Here's a kind of creepy story you don't hear about very often in the news any more:
The murdered seven-year-old boy found in an attic in Dublin in 1973 was tied to rafters in the attic in a "cruciform", the author of a forthcoming book on the killing has said.
The death was Ireland's only known "satanic murder", according to David Malone, who came across the case while carrying out research on other events of the time.
Gardai who recall some of the events told the Sunday Independent the case was always regarded as strange and tragic and that the victim, John Horgan, disappeared while he was out looking for rabbits near his home in Palmerstown on June 13, 1974.
His body was found the next day in the attic of the home of a 16-year-old near the Horgan family home in Hollyville, Lucan Road. The 16-year-old, who was never named as he was a juvenile, was arrested and charged the following day with murder.

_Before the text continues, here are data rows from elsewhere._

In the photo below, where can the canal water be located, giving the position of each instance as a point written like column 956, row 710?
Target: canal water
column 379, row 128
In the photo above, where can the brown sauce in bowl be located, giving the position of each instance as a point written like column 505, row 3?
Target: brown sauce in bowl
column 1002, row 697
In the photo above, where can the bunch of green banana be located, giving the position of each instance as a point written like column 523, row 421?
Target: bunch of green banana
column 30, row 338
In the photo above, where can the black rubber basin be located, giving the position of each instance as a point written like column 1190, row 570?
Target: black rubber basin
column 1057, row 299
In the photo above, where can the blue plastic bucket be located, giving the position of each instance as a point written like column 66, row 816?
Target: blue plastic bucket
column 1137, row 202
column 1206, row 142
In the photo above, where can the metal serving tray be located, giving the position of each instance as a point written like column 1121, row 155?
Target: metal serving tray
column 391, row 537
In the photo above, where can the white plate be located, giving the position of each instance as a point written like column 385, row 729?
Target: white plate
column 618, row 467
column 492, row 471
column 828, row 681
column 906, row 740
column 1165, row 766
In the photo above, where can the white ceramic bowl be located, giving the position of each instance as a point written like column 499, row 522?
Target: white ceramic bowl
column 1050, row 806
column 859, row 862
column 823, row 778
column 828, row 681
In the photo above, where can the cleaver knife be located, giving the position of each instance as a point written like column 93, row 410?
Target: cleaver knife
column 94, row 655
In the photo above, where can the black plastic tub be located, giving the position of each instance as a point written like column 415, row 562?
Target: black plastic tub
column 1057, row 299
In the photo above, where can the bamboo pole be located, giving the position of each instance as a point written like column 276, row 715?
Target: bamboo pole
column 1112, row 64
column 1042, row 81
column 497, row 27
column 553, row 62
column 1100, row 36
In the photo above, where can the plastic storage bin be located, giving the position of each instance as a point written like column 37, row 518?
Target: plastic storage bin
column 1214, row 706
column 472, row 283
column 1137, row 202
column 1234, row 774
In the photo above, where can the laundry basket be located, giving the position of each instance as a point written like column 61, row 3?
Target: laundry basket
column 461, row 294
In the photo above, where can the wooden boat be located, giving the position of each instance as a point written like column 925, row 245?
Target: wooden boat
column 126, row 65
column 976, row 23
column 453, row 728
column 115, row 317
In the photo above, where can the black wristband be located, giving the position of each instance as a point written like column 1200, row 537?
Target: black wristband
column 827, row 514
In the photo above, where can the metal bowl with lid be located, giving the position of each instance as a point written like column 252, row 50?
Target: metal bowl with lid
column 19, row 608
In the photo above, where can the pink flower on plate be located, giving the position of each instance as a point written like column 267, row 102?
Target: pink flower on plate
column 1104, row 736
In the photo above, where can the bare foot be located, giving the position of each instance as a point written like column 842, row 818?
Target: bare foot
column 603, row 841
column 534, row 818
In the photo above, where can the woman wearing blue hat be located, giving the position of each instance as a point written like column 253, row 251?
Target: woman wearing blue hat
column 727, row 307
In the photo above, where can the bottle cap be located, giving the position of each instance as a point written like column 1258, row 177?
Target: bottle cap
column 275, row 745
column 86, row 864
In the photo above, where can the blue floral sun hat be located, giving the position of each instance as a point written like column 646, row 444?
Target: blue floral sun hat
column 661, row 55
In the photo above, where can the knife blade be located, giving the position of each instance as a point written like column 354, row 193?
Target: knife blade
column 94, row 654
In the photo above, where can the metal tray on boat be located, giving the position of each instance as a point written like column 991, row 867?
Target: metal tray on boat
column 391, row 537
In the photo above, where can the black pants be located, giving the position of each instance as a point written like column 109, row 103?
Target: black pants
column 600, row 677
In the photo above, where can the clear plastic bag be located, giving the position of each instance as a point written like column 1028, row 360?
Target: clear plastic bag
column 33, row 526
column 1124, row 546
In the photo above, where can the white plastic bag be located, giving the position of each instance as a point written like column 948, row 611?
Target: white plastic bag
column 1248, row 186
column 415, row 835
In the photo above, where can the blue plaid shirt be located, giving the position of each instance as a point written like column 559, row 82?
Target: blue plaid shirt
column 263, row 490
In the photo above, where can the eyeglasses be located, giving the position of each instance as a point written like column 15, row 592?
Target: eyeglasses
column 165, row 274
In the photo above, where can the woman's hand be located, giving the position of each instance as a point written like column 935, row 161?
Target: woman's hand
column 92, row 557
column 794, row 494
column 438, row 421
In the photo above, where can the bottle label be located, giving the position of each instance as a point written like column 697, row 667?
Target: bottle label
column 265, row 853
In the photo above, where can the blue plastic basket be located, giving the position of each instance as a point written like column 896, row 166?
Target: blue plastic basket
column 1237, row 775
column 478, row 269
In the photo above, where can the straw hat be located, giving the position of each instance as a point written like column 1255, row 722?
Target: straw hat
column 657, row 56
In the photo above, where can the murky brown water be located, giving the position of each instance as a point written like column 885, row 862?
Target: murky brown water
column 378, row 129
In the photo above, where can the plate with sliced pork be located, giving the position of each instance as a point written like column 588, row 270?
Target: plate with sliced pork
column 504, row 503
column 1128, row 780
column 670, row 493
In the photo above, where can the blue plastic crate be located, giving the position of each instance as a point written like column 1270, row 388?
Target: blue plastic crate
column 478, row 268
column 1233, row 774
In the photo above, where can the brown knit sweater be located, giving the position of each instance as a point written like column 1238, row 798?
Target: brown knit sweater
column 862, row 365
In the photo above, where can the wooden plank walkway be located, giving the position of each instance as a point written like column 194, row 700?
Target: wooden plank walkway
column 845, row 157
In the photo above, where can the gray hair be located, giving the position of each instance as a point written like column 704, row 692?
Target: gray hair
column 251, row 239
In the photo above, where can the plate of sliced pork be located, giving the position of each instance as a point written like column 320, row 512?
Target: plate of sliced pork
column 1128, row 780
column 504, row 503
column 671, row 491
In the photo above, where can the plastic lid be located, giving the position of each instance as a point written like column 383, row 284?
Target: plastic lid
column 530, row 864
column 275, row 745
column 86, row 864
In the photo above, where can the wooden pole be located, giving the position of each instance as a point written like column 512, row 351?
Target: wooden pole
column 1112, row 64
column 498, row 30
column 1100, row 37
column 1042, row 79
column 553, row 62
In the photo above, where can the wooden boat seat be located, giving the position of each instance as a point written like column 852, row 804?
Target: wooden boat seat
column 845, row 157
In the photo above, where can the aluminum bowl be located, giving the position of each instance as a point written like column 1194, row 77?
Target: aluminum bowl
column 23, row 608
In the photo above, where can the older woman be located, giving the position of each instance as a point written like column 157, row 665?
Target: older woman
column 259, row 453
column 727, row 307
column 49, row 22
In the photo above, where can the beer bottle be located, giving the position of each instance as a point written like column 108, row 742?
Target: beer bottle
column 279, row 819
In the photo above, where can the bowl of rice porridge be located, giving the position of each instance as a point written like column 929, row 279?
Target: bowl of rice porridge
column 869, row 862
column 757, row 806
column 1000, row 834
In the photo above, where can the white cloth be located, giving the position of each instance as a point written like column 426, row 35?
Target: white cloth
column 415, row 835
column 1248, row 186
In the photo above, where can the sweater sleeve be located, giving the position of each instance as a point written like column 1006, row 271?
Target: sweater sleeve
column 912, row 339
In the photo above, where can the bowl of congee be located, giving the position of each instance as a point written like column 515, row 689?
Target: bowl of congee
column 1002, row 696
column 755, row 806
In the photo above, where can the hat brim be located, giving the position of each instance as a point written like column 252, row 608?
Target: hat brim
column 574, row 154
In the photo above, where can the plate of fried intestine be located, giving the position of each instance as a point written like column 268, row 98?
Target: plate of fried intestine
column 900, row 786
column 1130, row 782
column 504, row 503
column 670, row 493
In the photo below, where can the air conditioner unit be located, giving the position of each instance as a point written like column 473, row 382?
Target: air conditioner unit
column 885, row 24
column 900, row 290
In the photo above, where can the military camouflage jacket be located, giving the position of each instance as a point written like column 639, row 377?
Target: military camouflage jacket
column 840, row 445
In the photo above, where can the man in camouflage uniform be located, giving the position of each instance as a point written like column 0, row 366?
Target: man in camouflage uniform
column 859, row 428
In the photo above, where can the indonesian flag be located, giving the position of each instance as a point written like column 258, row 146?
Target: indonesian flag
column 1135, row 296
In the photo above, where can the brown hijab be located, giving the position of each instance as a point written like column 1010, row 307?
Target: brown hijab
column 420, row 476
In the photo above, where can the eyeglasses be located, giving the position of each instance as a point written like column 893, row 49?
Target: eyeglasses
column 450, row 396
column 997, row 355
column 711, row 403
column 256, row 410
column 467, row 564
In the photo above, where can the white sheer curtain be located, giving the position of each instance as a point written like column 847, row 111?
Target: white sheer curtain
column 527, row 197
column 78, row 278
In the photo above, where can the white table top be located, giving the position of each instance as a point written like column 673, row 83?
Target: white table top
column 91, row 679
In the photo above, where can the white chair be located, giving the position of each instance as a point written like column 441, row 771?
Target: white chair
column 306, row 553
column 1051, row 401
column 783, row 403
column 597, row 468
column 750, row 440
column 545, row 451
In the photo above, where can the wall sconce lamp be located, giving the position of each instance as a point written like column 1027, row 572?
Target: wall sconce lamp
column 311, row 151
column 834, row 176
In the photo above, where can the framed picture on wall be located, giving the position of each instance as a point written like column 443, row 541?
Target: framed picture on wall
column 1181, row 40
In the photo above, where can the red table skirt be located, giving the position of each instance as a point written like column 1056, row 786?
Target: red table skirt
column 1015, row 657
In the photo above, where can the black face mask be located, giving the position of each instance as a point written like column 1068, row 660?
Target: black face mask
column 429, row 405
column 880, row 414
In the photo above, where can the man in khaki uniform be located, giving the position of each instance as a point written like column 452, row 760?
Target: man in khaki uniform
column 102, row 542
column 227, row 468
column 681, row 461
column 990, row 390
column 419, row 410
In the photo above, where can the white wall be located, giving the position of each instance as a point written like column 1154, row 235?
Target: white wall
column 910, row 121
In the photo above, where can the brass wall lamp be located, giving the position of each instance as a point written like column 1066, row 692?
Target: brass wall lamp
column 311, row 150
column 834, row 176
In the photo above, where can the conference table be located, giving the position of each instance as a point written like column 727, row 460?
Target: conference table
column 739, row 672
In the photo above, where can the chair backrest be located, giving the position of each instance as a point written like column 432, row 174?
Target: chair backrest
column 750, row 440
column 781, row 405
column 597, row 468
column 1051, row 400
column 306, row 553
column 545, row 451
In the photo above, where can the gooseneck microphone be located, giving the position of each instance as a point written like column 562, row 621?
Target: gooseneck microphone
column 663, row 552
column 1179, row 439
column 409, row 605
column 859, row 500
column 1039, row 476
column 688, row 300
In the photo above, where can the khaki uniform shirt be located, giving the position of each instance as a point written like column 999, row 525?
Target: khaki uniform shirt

Gardai found an altar, on which was a chalice and Communion hosts, beneath the hanging body.
http://www.independent.ie/national-news/kidnapped-child-was-murdered-in-satanic-rite-2660689.html"Satanic ritual abuse" -- that used to be all the rage in the 1970's and 1980's, that all matters of human evil were blamed on. What's incredible, is that even with as widespread as religious belief is in society at large, how very few crimes were actually committed in the name of that handy scapegoat: Satanism.
Sure, there were plenty of witch-hunts like those that snared so many families in California in the early 1980's, over-zealous investigators and prosecutors who got children to testify about mass ritual abuse and child molestation, causing more than a few innocent parents to be falsely imprisoned for many years before the truth finally came out about the psychological methods the authorities used, that the kids had been coerced into testifying.
But it seems like any more, society has progressed and has largely accepted the fact that even without religious excuses, evil exists and is often-times a very secular phenomenon, not necessary needing religion to explain its existence. The fact that that case up there is still Ireland's only known case of "satanic murder" speaks volumes about how rare such instances are.
Maybe once we accept the fact that you don't need religion to be a bad person, we will eventually accept the equally valid premise that you don't need religion to be good person, either?